The amoeba was discovered at a hot spring in California’s Lassen Volcanic National Park.
Credit: Dukas/Getty Images
A newly discovered single-cell amoeba has broken the temperature record for eukaryotic organisms with a cell wall and an internal cell nucleus, reports a new paper in Nature. The aptly named Incendiamoeba cascadensis (translation: “fire amoeba from the cascades”) was able to tolerate surrounding water temperatures of up to 63 degrees Celsius (145.4 Fahrenheit) and still reproduce. It entered a dormant (but recoverable) state at 70 degrees C (158 F), blowing right past the previous record of 60 degrees.
Angela Oliverio and fellow Syracuse microbiologist Beryl Rappaport discovered the amoeba at Lassen Volcanic National Park in northern California’s Cascade mountain range. When sampling from a hot stream, the researchers observed the amoeba growing at 57 degrees C, a temperature it typically encounters in natural streams. They then raised the temperature further to 60, 64, and even 70 degrees C, and the amoeba was completely fine.
Credit: Natalie Petek-Seoane from the preprint by H. Beryl Rappaport et al./bioRxiv
Bacteria can typically survive temperatures far in excess of what organisms with cell walls and nuclei can manage, but this fire amoeba bucks the trend and was still reproducing well in excess of temperatures that would cause devastating harm to most multicelled organisms. Although it doesn’t come close to the 122-degree record for bacteria to reproduce, it’s still well in excess of what human beings and animals can manage, and a real leap from the previous fungal record holders.
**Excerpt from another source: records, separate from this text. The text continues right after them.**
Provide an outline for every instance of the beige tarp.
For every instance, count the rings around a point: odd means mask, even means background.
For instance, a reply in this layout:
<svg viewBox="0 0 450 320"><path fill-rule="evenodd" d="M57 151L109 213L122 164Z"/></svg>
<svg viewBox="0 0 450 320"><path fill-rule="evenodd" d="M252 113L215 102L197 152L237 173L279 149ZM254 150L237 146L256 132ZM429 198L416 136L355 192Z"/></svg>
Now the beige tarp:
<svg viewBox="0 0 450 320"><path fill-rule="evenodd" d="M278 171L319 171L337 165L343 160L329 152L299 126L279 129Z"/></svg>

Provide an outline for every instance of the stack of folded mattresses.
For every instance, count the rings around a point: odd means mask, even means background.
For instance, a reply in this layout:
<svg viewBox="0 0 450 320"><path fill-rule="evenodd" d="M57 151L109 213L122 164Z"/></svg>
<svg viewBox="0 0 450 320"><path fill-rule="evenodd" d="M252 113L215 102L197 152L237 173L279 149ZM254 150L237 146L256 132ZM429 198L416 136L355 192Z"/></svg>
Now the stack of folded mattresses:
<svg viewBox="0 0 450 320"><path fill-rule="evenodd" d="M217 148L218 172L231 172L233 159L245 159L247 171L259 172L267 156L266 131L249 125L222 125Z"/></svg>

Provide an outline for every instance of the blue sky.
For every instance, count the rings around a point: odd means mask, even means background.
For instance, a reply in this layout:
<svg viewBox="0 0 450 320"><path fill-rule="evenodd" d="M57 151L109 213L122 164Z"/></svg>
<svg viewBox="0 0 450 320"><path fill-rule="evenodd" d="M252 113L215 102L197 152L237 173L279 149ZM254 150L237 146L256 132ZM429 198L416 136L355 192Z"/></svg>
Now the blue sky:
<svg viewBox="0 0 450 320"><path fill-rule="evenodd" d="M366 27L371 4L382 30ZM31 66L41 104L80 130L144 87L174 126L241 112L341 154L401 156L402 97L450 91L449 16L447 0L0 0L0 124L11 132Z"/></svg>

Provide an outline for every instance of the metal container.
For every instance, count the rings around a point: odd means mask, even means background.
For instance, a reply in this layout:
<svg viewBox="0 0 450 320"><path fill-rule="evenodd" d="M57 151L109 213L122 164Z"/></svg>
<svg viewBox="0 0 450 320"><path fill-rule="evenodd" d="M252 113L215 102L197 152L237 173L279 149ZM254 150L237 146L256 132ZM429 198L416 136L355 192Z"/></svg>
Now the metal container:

Such discoveries are not only academically interesting; they also fundamentally change our understanding of what these kinds of eukaryotes are capable of. If they can manage these kinds of high temperatures, what other conditions might they survive in? These kinds of hyper-capable creatures could hold the secrets to future drug development and help guide the search for extraterrestrial life.
As the scientists also point out, they examined only one stream in this extreme environment. What are the chances they found the only interesting amoeba there? It sounds like they’ll be back soon to see what else is just waiting to be discovered.